I was given the polynomial and was told to put it in factored form..

2x³ + 5x² + 6x

I'm trying to factor this polynomial with the long division method, but i am having a bit of trouble doing that because the polynomial doesn't have a constant at the end (...6x + 12)

So my question is, how can I factor this properly? I'm so used to factoring the polynomials that have a constant at the end..

 

[Quaid]

Factor out an x, first.

The resulting quadratic-factor's discriminant (i.e., B^2-4AC) is negative; this tells us that the polynomial does not factor further, within the Real number system.

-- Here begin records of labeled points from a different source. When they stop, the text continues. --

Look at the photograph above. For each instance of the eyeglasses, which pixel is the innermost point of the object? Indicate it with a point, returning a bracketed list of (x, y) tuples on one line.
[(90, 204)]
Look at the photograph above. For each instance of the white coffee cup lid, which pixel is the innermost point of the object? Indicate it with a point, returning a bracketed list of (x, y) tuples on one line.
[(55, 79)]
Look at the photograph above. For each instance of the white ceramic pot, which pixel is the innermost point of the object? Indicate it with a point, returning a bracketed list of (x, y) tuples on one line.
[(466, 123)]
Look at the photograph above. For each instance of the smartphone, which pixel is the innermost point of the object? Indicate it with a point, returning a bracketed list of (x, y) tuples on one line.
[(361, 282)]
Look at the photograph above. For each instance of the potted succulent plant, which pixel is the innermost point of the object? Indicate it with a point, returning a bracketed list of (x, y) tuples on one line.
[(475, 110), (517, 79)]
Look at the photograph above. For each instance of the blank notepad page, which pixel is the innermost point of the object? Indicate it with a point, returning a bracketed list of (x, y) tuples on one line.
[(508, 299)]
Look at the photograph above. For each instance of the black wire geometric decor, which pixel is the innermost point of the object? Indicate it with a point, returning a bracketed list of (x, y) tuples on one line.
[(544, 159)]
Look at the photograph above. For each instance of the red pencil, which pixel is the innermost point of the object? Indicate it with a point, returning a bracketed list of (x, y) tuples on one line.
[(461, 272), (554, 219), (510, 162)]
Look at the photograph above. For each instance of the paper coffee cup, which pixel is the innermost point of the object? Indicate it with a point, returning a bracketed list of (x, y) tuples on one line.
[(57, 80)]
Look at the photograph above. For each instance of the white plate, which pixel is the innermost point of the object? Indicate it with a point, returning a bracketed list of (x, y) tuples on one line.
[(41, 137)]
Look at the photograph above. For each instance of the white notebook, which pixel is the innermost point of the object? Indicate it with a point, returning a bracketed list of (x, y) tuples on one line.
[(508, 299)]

Try the above with this one, instead.

2x^3 + 5x^2 + 2x

 

[Deleted member 4993]

I was given the polynomial and was told to put it in factored form..

2x³ + 5x² + 6x

I'm trying to factor this polynomial with the long division method, but i am having a bit of trouble doing that because the polynomial doesn't have a constant at the end (...6x + 12)

So my question is, how can I factor this properly? I'm so used to factoring the polynomials that have a constant at the end..

2x³ + 5x² + 6x = x ( 2x² + 5x + 6) .... now you have the constant you were looking for. Analyze the function inside the parenthesis () for further factorization.